Red Hat Bugzilla – Bug 198480
FakeBasicAuth does not respect SSLUserName when using certificate based auth
Last modified: 2007-11-30 17:07:26 EST
Description of problem:
When using certificate based authentication with mod_ssl, FakeBasicAuth will
ONLY use the subject DN of the certificate. In some cases this results in
absolutely horrid usernames. SSLUserName should be honored when using
FakeBasicAuth. Related upstream bug is
Version-Release number of selected component (if applicable):
Steps to Reproduce:
1. Enable SSLVerifyClient in /etc/httpd/conf.d/ssl.conf
2. Enable FakeBasicAuth in SSLOptions in /etc/httpd/conf.d/ssl.conf
3. Set SSLUserName to SSL_CLIENT_S_DN_CN
4. Log in with certificate
Username is still Subject DN
Username = value set in SSLUserName
Username should be configurable to various fields in the certificate with
FakeBasicAuth to make administration and integration easier.

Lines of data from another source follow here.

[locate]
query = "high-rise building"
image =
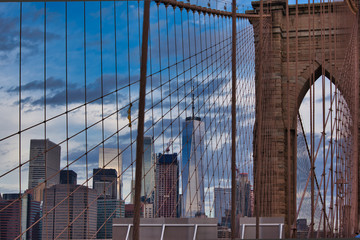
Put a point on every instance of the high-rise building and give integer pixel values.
(148, 210)
(222, 202)
(17, 215)
(148, 169)
(111, 158)
(44, 163)
(167, 185)
(69, 208)
(243, 195)
(68, 177)
(105, 182)
(192, 166)
(107, 209)
(108, 206)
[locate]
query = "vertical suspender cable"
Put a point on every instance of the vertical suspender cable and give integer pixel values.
(140, 132)
(289, 208)
(259, 125)
(233, 122)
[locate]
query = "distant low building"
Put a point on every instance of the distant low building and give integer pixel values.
(107, 210)
(69, 208)
(17, 215)
(129, 211)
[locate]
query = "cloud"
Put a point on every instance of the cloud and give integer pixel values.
(51, 83)
(57, 92)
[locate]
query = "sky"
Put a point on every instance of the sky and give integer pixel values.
(94, 51)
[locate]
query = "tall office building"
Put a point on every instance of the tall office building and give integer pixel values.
(107, 209)
(167, 185)
(243, 195)
(19, 216)
(105, 183)
(148, 170)
(222, 202)
(192, 167)
(108, 206)
(44, 163)
(111, 158)
(84, 227)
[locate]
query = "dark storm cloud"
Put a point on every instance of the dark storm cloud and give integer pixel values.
(51, 83)
(57, 92)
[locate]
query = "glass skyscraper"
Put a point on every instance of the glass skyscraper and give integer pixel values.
(148, 170)
(192, 166)
(111, 158)
(222, 202)
(44, 163)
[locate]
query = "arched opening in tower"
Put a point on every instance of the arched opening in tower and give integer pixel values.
(324, 143)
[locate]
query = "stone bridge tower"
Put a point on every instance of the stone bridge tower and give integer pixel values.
(295, 52)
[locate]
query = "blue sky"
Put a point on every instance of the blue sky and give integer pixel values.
(106, 71)
(66, 85)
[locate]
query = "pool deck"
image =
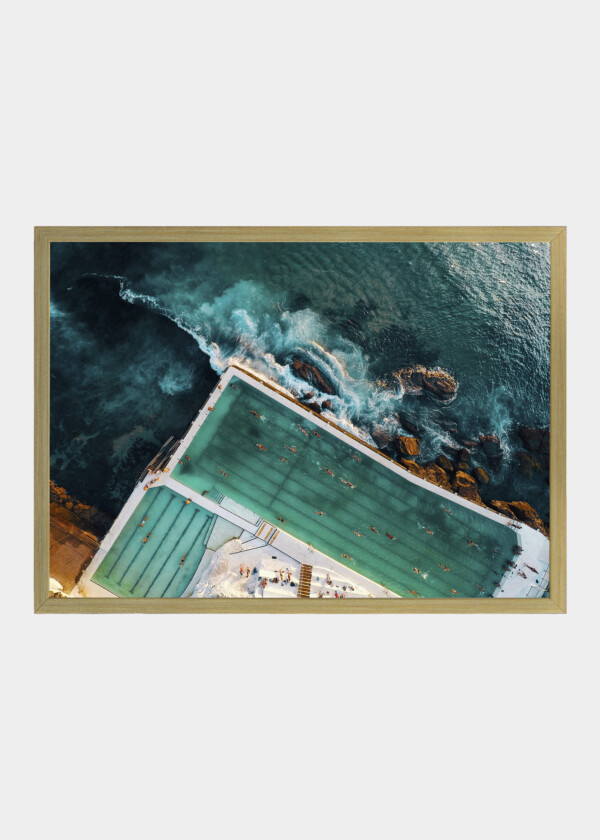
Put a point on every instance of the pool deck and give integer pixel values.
(535, 546)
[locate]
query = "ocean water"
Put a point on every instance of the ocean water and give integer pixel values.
(139, 333)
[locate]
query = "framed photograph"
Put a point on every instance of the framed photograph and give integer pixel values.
(300, 420)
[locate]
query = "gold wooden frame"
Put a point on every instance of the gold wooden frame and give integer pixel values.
(556, 236)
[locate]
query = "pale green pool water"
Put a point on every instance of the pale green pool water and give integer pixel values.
(134, 569)
(297, 487)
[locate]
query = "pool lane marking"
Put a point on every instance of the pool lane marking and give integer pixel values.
(157, 547)
(210, 518)
(120, 554)
(170, 554)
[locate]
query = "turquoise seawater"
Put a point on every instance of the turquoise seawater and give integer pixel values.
(140, 331)
(427, 553)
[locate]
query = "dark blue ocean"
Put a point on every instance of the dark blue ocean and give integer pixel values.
(139, 333)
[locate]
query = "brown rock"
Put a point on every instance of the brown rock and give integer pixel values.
(444, 463)
(480, 475)
(408, 424)
(466, 486)
(414, 468)
(312, 375)
(436, 475)
(407, 446)
(492, 449)
(418, 378)
(382, 439)
(502, 507)
(526, 514)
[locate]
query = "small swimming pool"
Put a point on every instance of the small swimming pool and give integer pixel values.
(278, 463)
(144, 561)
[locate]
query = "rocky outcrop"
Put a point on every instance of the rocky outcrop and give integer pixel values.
(311, 374)
(435, 381)
(480, 475)
(535, 440)
(528, 463)
(383, 440)
(407, 447)
(436, 475)
(521, 511)
(502, 507)
(465, 485)
(445, 463)
(69, 510)
(492, 450)
(408, 423)
(431, 473)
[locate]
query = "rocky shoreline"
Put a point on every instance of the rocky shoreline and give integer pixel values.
(76, 530)
(452, 469)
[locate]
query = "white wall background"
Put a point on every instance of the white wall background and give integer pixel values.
(304, 113)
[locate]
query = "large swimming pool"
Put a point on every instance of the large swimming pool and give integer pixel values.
(427, 554)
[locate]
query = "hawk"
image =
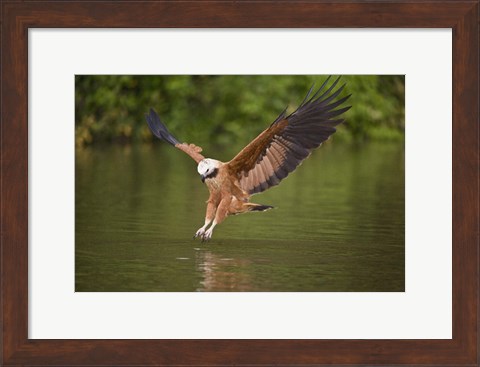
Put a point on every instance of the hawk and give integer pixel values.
(267, 160)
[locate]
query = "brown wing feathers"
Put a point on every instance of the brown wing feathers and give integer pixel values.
(278, 150)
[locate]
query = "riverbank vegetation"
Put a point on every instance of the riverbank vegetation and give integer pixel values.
(225, 109)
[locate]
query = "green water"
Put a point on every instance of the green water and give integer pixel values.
(338, 224)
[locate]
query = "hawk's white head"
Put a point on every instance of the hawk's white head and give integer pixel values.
(208, 168)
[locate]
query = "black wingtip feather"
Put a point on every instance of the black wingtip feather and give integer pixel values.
(158, 128)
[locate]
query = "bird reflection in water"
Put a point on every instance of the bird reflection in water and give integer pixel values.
(222, 273)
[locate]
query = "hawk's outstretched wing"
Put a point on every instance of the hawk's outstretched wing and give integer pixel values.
(161, 132)
(278, 150)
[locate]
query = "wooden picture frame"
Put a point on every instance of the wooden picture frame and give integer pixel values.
(18, 17)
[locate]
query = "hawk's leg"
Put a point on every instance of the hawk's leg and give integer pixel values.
(221, 214)
(211, 209)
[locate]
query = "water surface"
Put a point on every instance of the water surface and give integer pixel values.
(338, 224)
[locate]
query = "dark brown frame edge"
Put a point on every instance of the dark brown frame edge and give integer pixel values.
(18, 17)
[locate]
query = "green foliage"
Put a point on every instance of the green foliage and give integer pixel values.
(225, 109)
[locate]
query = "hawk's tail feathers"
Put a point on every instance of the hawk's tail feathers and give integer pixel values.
(259, 207)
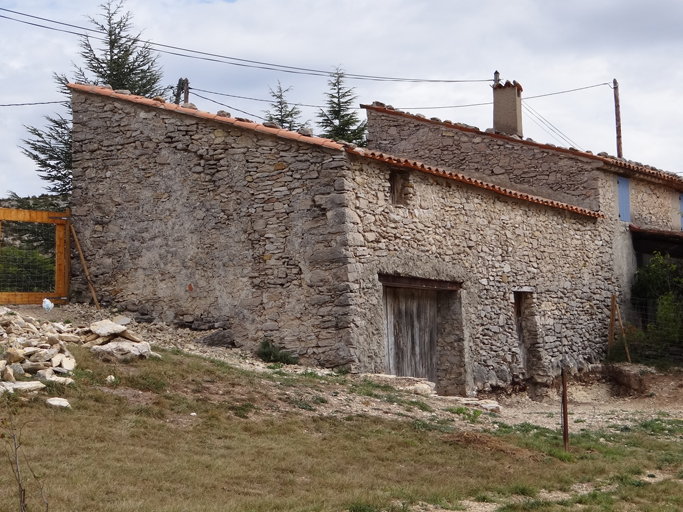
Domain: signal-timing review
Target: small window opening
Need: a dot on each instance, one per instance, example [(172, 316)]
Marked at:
[(624, 199), (519, 326), (398, 187)]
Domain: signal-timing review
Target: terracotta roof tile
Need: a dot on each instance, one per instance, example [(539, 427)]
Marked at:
[(673, 180), (411, 164), (105, 91), (318, 141)]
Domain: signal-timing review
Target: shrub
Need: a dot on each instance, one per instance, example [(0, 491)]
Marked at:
[(271, 354)]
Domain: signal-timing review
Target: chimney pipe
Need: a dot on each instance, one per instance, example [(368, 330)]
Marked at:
[(507, 107)]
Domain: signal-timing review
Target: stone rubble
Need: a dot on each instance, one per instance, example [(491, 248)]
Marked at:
[(58, 402), (36, 348)]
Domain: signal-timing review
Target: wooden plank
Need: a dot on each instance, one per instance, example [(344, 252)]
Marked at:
[(60, 284), (411, 328), (565, 417), (67, 254), (612, 319), (16, 215), (417, 282), (624, 199), (85, 267), (29, 297), (623, 333)]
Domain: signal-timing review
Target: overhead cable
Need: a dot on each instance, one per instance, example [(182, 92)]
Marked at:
[(553, 129), (27, 104), (237, 61)]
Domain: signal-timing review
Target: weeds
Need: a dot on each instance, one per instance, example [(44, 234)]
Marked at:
[(271, 354), (465, 413), (242, 410)]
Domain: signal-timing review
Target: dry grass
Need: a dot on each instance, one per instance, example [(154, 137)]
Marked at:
[(136, 447)]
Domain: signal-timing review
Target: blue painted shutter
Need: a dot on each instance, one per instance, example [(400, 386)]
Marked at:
[(624, 200)]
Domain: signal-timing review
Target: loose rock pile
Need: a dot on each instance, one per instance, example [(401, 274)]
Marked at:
[(40, 349), (30, 347), (112, 340)]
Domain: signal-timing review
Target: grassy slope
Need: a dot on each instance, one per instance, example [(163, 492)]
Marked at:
[(242, 452)]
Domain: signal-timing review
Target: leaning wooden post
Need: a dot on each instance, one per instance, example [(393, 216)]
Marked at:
[(85, 267), (623, 334), (612, 315), (565, 413)]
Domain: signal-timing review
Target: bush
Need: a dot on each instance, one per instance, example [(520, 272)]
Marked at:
[(271, 354)]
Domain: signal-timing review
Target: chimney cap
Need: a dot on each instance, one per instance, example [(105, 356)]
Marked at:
[(508, 84)]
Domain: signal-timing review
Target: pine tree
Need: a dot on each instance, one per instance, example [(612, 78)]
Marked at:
[(50, 149), (281, 112), (339, 120), (124, 62)]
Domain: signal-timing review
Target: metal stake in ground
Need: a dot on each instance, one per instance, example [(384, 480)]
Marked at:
[(565, 414)]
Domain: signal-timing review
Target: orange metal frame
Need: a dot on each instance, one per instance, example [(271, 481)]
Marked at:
[(61, 220)]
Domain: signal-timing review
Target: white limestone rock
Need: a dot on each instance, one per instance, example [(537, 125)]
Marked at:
[(68, 363), (70, 338), (132, 336), (32, 385), (106, 328), (58, 402), (122, 351), (121, 320)]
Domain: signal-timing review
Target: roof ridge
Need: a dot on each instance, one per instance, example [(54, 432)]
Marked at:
[(318, 141), (437, 171), (235, 121), (616, 162)]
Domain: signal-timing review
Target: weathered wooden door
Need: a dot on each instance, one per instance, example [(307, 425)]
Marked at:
[(410, 330)]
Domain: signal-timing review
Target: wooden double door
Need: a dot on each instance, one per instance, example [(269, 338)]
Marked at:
[(411, 332)]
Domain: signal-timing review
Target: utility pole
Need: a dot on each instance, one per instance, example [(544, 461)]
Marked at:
[(617, 115)]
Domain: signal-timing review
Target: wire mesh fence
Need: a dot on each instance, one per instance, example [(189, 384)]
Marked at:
[(653, 331), (27, 257)]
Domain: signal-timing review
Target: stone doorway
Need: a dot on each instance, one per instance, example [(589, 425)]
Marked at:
[(423, 331), (410, 326)]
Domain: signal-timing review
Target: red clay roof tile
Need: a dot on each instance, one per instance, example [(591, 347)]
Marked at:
[(472, 181), (318, 141), (672, 179)]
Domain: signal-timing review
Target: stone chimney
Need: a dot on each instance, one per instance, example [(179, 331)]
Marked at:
[(507, 107)]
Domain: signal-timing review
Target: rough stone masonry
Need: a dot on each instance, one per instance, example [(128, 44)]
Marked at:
[(190, 217)]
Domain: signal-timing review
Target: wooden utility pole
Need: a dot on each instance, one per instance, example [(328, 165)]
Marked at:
[(617, 115), (565, 413)]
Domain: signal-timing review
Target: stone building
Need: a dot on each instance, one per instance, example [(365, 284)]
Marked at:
[(462, 269)]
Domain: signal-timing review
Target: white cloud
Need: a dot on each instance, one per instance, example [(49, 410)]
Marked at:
[(546, 46)]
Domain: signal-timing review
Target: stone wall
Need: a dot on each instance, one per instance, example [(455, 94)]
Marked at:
[(526, 168), (654, 206), (190, 220), (494, 246), (197, 222)]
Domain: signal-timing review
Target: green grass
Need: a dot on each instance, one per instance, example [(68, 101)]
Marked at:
[(119, 450)]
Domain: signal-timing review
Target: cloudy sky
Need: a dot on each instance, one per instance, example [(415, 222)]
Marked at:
[(547, 46)]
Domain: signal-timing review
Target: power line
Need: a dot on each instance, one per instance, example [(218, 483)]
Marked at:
[(562, 143), (27, 104), (238, 61), (552, 127), (564, 92)]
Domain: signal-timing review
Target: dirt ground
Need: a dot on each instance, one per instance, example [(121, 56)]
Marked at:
[(596, 401), (611, 397)]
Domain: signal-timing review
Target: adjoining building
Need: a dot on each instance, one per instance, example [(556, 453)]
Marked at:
[(492, 262)]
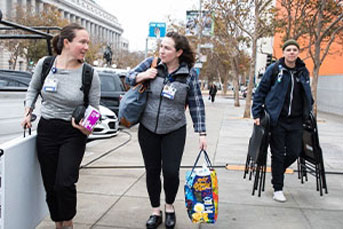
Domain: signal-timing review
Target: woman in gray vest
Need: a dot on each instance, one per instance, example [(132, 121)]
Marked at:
[(61, 142), (162, 130)]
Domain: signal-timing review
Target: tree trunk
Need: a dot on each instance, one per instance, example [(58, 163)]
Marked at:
[(235, 81), (314, 84), (251, 80)]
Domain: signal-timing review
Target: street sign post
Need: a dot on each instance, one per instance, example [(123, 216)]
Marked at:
[(157, 29)]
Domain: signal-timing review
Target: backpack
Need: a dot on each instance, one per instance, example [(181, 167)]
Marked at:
[(87, 76), (275, 72)]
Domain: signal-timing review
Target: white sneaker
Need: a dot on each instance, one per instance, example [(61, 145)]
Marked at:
[(279, 196)]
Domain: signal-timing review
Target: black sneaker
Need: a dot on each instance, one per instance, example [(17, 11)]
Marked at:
[(154, 221)]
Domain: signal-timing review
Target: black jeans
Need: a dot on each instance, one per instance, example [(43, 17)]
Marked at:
[(285, 144), (60, 149), (162, 151), (213, 97)]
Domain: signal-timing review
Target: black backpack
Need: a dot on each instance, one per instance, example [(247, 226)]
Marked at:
[(87, 76)]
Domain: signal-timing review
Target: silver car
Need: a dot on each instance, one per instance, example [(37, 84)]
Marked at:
[(108, 125)]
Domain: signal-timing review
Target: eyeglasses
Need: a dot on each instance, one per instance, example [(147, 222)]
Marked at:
[(291, 49)]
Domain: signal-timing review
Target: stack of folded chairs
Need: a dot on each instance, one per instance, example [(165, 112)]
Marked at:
[(256, 162), (311, 158)]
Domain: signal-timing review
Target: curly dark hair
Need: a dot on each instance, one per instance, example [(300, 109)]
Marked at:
[(181, 42), (67, 32)]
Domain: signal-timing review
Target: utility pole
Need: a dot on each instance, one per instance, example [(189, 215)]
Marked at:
[(199, 31)]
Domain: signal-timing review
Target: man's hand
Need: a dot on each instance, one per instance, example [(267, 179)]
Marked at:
[(257, 121), (83, 130)]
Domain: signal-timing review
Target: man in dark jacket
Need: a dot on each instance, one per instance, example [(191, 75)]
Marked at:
[(285, 93), (213, 91)]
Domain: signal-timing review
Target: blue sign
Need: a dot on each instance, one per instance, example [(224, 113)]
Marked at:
[(157, 29)]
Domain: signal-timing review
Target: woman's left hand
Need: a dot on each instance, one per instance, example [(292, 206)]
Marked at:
[(202, 142), (83, 130)]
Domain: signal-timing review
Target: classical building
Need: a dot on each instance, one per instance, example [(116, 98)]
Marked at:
[(100, 24)]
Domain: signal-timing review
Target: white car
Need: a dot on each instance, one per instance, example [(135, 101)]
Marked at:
[(108, 125)]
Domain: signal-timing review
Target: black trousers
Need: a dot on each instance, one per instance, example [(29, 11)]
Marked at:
[(60, 149), (162, 152), (286, 145), (213, 96)]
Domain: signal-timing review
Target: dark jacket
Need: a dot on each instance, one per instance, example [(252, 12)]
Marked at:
[(162, 115), (272, 91), (213, 90)]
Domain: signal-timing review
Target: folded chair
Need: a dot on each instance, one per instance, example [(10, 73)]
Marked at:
[(311, 158), (256, 162)]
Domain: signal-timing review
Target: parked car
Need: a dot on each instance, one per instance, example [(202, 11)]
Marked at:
[(112, 88), (245, 92), (108, 125), (14, 80), (19, 81)]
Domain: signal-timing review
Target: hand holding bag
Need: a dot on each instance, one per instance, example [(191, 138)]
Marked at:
[(133, 103), (201, 192)]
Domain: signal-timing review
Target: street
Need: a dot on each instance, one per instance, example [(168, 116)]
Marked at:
[(112, 188)]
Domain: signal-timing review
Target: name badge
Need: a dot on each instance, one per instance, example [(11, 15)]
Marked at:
[(169, 91), (50, 85)]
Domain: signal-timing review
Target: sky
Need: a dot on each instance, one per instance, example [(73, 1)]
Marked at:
[(135, 16)]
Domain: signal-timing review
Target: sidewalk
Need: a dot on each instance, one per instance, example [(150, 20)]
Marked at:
[(116, 197)]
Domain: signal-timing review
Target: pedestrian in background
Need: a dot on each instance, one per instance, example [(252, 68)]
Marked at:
[(61, 142), (288, 100), (162, 130), (213, 92)]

Created attachment 132237 [details]
Patch adapted from upstream
The component this request has been filed against is not planned for inclusion
in the next update. The decision is based on weighting the priority and number
of requests for a component as well as the impact on the Red Hat Enterprise
Linux user-base: other components are considered having higher priority and the
number of changes we intend to include in update cycles is limited.
Product Management has reviewed and declined this request. You may appeal this
decision by reopening this request.
This is for an ongoing HSPD-12 implementation, and is fairly important. This has
been opened via paid support as well. If there's a technical reason with why
this isn't being implemented, or it causes issues, but WONTFIX for a paid
support sister issue for HSPD-12 compliance with no reason leaves a very bitter
taste. This is a good patch that works with no interference to any user other
than people using pki authentication, and for them it provides more options. I
fail to see the problem here.
BZ is apparently not allowing me to re-open this ticket, even though I'm the
original submitter. Consider it reopened please.